In a fully-equipped kitchen at Johnson Senior High School in St. Paul, a group of girls surround CeAnn Klug, who is about to try to change their cooking and eating habits.
"We're going to start today with rice," Klug says, as she preps a stir fry recipe. "Who has tried brown rice before?"
“What we're doing is not only showing them how to cook, but also [how to use] ingredients that they might be able to get at a food shelf.”CeAnn Klug
Not one of the girls looks thrilled. But that doesn't deter Klug, an instructor for Cooking Matters, a nationwide program run in Minnesota by University of Minnesota Extension in which local chefs volunteer to provide free classes to low-income kids and adults.
She plunges ahead. Cooking Matters was recently invited to the school as part of a health program called Fit Team. All the students in the class are at risk for diabetes, and this is one of six classes designed to teach cooking, nutrition, and budgeting skills.
Even though the students appear skeptical as Klug chops vegetables, the class comes alive as the students choose teams and makes the meal on their own. They fret over sauce, adding enough water, and preventing their creations from burning.
"What we're doing is not only showing them how to cook, but also [how to use] ingredients that they might be able to get at a food shelf, and bringing those home and really knowing how to work with them," Klug said. "If they don't know how to prepare it in a way that their family is going to want to eat it, they're going to look for other sources. That may be processed foods in grocery stores; it may be going to fast-food restaurants or going out to eat more. And that adds up, in calories and fat, and also in dollars."
That makes sense to New York Times food writer Mark Bittman, who said cooking can help families eat healthy food on a tight budget. He insists cooking is cheaper than eating fast food, or ready-made food from a convenience store.
"It's really not true that junk food is cheaper than cooked food," Bittman said. "It's really not true that you can buy junk in the convenience store and eat on it all the time on a budget. It really is true that sort of the only way you can get by is to cook some stuff."
A national survey from the anti-hunger group Share Our Strength recently found nearly 80 percent of low- and moderate-income families cook evening meals at least five times a week. Two-thirds said they want to learn more about making healthy food.
That contradicts a commonly-held notion that low-income families often turn to processed or fast food.
In Minnesota, U of M extension has responded by offering more Cooking Matters classes, and by incorporating more hands-on cooking into its statewide nutrition education program, Simply Good Eating.

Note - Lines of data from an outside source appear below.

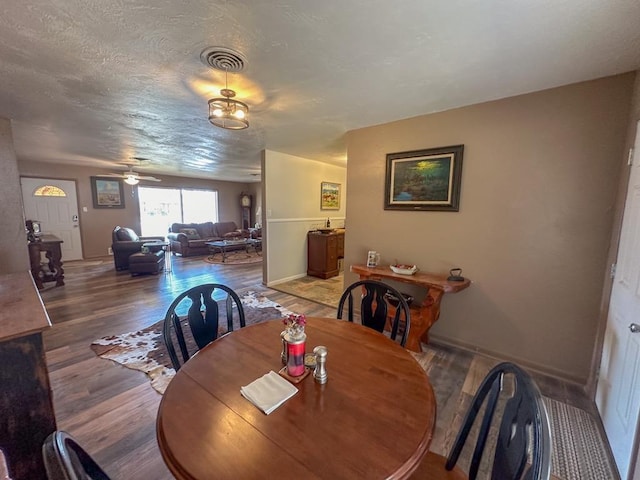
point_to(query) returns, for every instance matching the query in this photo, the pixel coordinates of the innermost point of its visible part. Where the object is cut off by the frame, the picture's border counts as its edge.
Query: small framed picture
(107, 193)
(329, 196)
(424, 179)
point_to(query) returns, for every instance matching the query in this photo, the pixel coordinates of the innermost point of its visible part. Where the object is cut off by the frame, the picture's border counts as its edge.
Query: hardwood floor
(112, 409)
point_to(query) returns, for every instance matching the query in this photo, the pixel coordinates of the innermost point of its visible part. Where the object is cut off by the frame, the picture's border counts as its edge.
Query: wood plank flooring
(112, 409)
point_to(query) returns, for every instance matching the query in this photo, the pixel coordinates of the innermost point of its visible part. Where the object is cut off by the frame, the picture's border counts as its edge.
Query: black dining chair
(65, 459)
(371, 298)
(193, 320)
(522, 450)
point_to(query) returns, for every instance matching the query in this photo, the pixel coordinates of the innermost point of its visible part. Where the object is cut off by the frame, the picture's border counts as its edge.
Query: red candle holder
(295, 354)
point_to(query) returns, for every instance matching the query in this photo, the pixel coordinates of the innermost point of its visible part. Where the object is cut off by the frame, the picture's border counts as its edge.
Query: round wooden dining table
(373, 419)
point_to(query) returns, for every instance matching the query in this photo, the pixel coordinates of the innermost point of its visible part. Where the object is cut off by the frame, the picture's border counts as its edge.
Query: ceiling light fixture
(225, 112)
(131, 180)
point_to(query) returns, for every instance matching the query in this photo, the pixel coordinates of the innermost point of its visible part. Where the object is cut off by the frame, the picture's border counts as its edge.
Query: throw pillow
(126, 234)
(191, 233)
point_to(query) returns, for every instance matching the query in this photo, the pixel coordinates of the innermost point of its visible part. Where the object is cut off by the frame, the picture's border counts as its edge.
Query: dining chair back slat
(369, 296)
(201, 322)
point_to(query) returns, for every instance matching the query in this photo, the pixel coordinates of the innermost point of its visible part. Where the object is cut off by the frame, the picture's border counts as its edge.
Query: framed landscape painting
(107, 193)
(424, 179)
(329, 196)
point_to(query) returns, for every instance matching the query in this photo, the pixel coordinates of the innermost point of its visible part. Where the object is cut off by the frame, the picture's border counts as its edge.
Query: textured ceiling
(97, 82)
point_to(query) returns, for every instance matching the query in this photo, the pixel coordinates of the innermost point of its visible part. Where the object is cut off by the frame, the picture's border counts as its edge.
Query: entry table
(424, 315)
(374, 417)
(51, 270)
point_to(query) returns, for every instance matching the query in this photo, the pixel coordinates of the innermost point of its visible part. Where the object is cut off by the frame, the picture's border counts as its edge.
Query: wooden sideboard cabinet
(26, 405)
(323, 251)
(50, 270)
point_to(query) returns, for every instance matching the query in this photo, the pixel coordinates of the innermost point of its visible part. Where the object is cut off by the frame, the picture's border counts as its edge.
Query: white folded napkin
(268, 392)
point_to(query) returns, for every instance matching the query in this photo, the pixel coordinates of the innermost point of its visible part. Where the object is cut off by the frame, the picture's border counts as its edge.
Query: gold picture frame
(107, 192)
(330, 196)
(426, 179)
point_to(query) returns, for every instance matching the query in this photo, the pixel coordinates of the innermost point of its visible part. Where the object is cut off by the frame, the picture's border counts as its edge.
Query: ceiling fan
(130, 177)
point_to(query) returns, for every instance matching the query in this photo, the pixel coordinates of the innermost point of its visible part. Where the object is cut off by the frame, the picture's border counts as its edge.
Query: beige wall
(539, 183)
(632, 125)
(96, 224)
(292, 199)
(14, 255)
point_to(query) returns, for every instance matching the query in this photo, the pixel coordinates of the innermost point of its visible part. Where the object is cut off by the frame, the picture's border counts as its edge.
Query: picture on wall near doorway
(424, 179)
(107, 193)
(329, 196)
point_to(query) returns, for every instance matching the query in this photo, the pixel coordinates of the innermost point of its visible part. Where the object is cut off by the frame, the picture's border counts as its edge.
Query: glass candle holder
(295, 354)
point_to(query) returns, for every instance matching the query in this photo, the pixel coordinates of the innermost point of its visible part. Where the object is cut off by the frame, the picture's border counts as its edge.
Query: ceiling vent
(221, 58)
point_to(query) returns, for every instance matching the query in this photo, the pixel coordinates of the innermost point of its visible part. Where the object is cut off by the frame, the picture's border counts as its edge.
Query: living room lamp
(225, 112)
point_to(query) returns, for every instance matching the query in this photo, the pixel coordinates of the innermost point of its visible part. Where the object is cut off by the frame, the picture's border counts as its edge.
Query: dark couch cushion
(126, 234)
(191, 233)
(206, 230)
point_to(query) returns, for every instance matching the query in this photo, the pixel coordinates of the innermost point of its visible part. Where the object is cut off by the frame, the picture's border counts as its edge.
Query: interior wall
(539, 181)
(14, 254)
(292, 201)
(96, 225)
(634, 117)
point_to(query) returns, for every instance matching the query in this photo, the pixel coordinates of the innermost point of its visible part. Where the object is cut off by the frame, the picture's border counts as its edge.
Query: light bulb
(131, 180)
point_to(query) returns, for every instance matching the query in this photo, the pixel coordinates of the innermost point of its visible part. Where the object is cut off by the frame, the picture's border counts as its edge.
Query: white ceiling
(97, 82)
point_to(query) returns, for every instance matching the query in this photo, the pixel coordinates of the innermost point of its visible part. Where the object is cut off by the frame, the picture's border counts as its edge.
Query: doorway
(54, 203)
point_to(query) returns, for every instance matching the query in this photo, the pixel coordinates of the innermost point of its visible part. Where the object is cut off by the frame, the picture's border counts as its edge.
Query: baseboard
(284, 280)
(549, 372)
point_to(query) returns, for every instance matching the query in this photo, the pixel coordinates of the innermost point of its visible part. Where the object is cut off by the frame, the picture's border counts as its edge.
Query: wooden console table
(424, 315)
(50, 271)
(25, 397)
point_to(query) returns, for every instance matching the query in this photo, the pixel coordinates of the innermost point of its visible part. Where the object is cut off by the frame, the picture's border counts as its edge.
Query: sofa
(126, 242)
(189, 239)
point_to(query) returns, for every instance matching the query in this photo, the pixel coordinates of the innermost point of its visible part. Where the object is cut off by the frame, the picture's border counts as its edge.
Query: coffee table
(222, 246)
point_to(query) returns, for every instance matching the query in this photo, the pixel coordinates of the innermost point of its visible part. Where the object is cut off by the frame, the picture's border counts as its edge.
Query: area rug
(144, 349)
(326, 292)
(234, 257)
(578, 452)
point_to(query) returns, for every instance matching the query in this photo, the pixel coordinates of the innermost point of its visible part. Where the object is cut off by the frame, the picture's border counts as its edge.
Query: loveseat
(126, 242)
(188, 239)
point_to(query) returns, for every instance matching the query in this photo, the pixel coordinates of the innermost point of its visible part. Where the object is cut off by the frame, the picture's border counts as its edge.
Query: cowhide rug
(144, 350)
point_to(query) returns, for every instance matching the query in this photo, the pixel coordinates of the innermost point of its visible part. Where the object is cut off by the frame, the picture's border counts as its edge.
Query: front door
(618, 390)
(57, 211)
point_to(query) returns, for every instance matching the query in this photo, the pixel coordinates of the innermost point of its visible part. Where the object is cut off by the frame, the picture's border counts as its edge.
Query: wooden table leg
(423, 316)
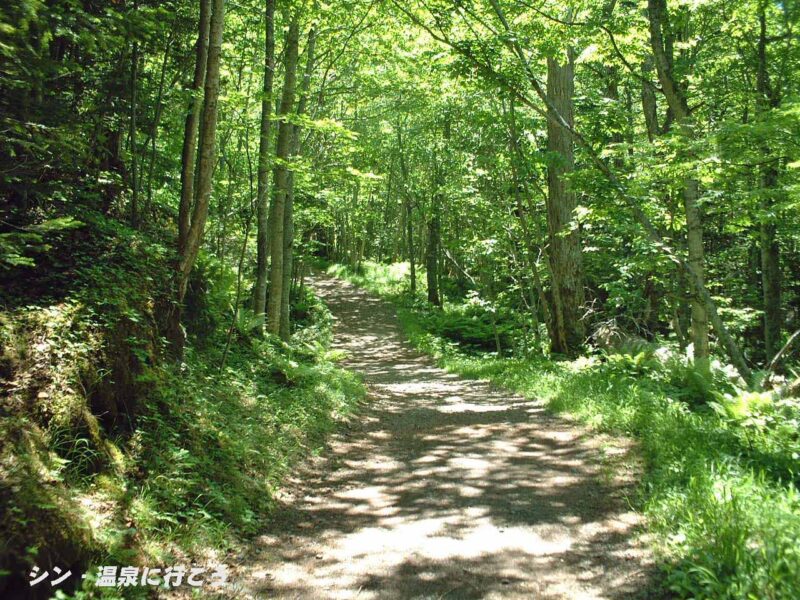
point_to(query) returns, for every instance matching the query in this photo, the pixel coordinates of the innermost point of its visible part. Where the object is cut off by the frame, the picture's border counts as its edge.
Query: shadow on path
(448, 488)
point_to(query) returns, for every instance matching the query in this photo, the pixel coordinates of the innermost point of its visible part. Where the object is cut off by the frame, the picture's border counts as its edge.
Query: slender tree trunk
(134, 216)
(191, 127)
(408, 209)
(205, 166)
(517, 160)
(661, 43)
(288, 246)
(432, 251)
(770, 250)
(262, 201)
(566, 261)
(281, 179)
(156, 121)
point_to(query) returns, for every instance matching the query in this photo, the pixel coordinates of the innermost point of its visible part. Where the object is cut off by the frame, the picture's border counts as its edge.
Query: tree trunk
(281, 180)
(432, 251)
(191, 127)
(408, 209)
(661, 43)
(205, 166)
(566, 261)
(262, 199)
(134, 216)
(288, 232)
(770, 250)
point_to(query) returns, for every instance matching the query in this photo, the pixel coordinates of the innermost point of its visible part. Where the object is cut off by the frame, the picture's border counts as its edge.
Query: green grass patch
(720, 484)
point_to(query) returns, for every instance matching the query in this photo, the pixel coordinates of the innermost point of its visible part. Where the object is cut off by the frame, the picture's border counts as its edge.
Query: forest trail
(447, 488)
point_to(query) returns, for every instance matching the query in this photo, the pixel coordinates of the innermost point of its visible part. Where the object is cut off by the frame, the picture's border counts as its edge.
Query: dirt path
(448, 488)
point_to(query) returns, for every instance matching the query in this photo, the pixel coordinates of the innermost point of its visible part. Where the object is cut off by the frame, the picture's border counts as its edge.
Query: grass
(720, 484)
(111, 454)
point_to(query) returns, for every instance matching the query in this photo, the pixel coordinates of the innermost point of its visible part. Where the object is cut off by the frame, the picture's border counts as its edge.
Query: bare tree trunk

"People see the food shows. I think all the food channels have really helped promote cooking at home," said Sue Letourneau, health and nutrition program leader at the U of M's Extension Center for Family Development.
Letourneau admits that home cooking takes some strategizing for people who live on a limited budget and tight schedule that may include working multiple jobs. Low-income families may have less time, and certainly less money. That's why programs also focus on shopping and nutrition.
Hellen Keraka, an educator in Simply Good Eating, another university extension program, recently took the message to a group of Somali women at Dar Al-Hijrah mosque in Minneapolis, at the invitation of the Health Commons at the Darul Quba Cultural Center. She spoke with the group about how to find a good deal at the grocery store, and how to make vegetables last.
"I'll give you a little trick," she tells the women. "I buy a whole carton of tomatoes. Pack it up in small bags, and put it in the deep freezer. And that's enough for a whole year for me."
As the women translate for each other into Somali, faces light up.
"Wonderful," Fardousa Yossuf said. "I wish I knew that idea before. So which other vegetable I can put in the freezer?"
Yossuf is a big promoter of health in her community, and one of the women who wanted the university to come to the mosque. She said people in her community need tricks like this if they're going to eat well.
The university's nutrition education programs reach more than 80,000 people each year, most of whom are low income. Only a small percentage of the work is now devoted to hands-on cooking, but that is changing.
In 2011, Cooking Matters reached about 300 people in Minnesota. Organizers hope to serve more than 700 this year. They'll add several metro sites, plus sites in the north central part of the state. Nutrition educators are also increasing cooking preparation and cooking demonstrations as part of Simply Good Eating, which operates statewide in food shelves, community centers, schools and other community gathering spots.
While that is still a small percentage of low-income Minnesotans, Bittman, of The New York Times, said that's no reason to dismiss the efforts. Teaching more people to cook now will bear fruit down the road.
"Every problem with food right now is going to be solved in two generations," he said. "It's not going to be solved in five years."
It's especially important to teach kids to cook, he said.
Back at Johnson Senior High School, most of the girls say they'll try the stir fry at home. They love the broccoli in it, but very few are sold on the brown rice.
"I feel like this could actually help us put our voice into our family and say, 'Instead of using corn oil, for example, why not use canola oil?'" said April Nunez, 17. "Or have an opinion when we go to the grocery market, and say, 'Why not use this? Not only is it healthier, but it might also be cheaper, and it tastes just as good.' It's just little bits and pieces that make a difference."